Une légère sédation peut être associée pour faciliter l’installation au bloc opératoire. Le premier temps consiste à la mise en place du cadre de stéréotaxie et à la réalisation de l’IRM stéréotaxique. La position du faisceau spino-thalamique au niveau du mésencéphale est définie par des coordonnées statistiques basées sur des atlas anatomiques, par rapport au plan des commissures blanches antérieures et postérieures (1mm en avant de l’aqueduc, 4mm en arrière sous le bord inférieur de CP sur la tangente à l’aqueduc, 8mm de la ligne médiane latéralement).
Une fois la cible théorique déterminée, on réalise un trou de trépan en avant de la suture coronale. Une électrode est descendue à la cible sous contrôle scopique. La stimulation peropératoire (50Hz ; 2ms ; 2-3V) permet de confirmer la position de l’électrode au niveau du faisceau spino-thalamique en produisant une sensation de chaleur dans le territoire cible. Celle-ci permet également de s’assurer de l’absence de stimulation des structures environnantes : l’obtention de paresthésies témoigne d’une atteinte du faisceau lemniscal plus antérieur par une électrode trop antérieure, latérale et/ou trop profonde, la survenue de mouvements oculaires d’une activation des noyaux ou fibres oculomotrices par une électrode trop interne et/ou trop haute, une sensation de peur d’une stimulation de la substance grise péri-acqueducale trop en dedans, et un syndrome de Parinaud d’une atteinte des faisceaux latéraux de la commissure postérieure par une trajectoire trop latérale. Un nystagmus retractorius est « normal » et habituel. Enfin une thermocoagulation est réalisée (70-80°C ; 30-45s) et renouvelée jusqu’à obtention d’une thermo-analgésie dans le territoire désiré tout en vérifiant l’absence de survenue d’un effet indésirable.
Certains auteurs ont rapporté des procédures bilatérales mais celles-ci doivent être espacées de plusieurs semaines pour limiter le risque d’œdème post-opératoire, potentiellement létal dans cette topographie. Cette éventualité n’est donc pas recommandée.
L’efficacité du geste est immédiate. Les données de la littérature montrent un soulagement complet ou supérieur à 50% dans plus de 75% des cas. Les complications sont les dysesthésies (0-25%), les atteintes oculomotrices le plus souvent transitoires à type de diplopie (0-25%), un syndrome de Parinaud (0-6,3%). La mortalité péri-opératoire est faible (<1%) et le plus souvent liée à un hématome mésencéphalique. En postopératoire le sevrage morphinique peut se faire habituellement assez rapidement mais doit se faire en condition de surveillance étroite (phénomènes de surdosage relatif).

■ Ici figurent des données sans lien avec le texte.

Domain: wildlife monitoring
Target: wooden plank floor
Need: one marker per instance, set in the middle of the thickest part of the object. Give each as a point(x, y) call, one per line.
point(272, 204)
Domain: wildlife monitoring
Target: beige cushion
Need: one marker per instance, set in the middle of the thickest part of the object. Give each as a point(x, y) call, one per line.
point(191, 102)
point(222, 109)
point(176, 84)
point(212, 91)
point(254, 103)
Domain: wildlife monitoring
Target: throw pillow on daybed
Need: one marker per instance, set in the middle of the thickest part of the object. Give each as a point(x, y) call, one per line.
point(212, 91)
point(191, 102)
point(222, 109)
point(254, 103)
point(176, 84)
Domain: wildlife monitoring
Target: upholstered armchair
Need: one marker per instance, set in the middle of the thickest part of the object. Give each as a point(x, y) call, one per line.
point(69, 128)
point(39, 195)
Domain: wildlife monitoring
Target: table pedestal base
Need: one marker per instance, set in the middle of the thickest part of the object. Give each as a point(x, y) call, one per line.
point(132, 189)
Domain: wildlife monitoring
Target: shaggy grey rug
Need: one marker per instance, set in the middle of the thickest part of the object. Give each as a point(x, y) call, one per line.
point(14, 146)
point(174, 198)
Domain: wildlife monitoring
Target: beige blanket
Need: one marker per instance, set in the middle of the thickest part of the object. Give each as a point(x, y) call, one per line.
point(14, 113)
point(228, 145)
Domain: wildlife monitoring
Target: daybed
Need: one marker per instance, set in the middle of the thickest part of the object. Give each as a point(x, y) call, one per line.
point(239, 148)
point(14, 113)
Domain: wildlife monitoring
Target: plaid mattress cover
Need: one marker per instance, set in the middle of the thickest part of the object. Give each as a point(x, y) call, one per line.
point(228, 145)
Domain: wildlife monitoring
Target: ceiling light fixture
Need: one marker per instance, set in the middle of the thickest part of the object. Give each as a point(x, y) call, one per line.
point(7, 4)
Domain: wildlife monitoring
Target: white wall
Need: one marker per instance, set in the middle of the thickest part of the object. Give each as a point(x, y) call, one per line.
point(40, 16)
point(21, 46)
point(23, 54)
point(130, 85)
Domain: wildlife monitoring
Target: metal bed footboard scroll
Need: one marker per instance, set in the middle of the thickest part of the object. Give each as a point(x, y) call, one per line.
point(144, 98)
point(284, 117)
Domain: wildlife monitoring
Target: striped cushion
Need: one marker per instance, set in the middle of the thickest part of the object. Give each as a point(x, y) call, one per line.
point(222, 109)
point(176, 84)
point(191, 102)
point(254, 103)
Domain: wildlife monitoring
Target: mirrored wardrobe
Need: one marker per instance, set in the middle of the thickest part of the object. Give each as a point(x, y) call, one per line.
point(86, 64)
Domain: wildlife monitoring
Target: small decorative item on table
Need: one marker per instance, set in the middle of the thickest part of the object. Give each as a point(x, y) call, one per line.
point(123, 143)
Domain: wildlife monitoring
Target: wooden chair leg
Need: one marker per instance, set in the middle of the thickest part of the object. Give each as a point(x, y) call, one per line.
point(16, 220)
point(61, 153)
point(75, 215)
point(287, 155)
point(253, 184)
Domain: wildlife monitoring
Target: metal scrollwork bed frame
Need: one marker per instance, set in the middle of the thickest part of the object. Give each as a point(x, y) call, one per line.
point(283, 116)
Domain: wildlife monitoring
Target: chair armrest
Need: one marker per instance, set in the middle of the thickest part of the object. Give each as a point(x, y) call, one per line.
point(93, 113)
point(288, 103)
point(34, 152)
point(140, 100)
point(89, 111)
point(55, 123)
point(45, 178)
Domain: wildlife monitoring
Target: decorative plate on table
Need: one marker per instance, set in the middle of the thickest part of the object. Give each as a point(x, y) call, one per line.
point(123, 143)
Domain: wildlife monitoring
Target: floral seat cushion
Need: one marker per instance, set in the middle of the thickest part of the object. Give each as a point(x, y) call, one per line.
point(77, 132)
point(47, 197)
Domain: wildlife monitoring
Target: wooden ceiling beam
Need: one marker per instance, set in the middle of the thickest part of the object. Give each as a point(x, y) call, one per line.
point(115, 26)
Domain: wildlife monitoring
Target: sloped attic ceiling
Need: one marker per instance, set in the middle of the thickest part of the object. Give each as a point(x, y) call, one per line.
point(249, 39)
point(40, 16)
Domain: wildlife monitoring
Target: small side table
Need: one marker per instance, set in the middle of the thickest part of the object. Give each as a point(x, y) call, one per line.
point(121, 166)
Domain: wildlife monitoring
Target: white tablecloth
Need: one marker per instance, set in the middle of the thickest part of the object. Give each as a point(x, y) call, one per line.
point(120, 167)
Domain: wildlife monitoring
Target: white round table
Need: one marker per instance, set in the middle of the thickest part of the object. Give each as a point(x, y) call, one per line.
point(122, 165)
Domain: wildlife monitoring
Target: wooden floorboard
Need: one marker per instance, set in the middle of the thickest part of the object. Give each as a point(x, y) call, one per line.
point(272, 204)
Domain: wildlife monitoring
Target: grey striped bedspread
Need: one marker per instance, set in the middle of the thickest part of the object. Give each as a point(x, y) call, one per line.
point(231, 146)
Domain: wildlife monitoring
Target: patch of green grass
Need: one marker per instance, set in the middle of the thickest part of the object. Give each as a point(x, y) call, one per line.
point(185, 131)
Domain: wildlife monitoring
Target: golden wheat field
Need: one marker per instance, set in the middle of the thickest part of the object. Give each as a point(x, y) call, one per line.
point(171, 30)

Bien que cette chirurgie soit très efficace, l’indication reste limitée aux douleurs cancéreuses unilatérales de la sphère ORL voire thoracique supérieur qui n’entreraient pas dans une indication de morphinothérapie intrathécale ou intraventriculaire (dont les indications sont à privilégier pour les douleurs diffuses bilatérales). Cette indication est en balance avec celles de la cordotomie cervicale qui est discutée pour les douleurs unilatérales siégeant sous l’extrémité céphalique. La Drezotomie peut être discutée pour des douleurs limitées au membre supérieur.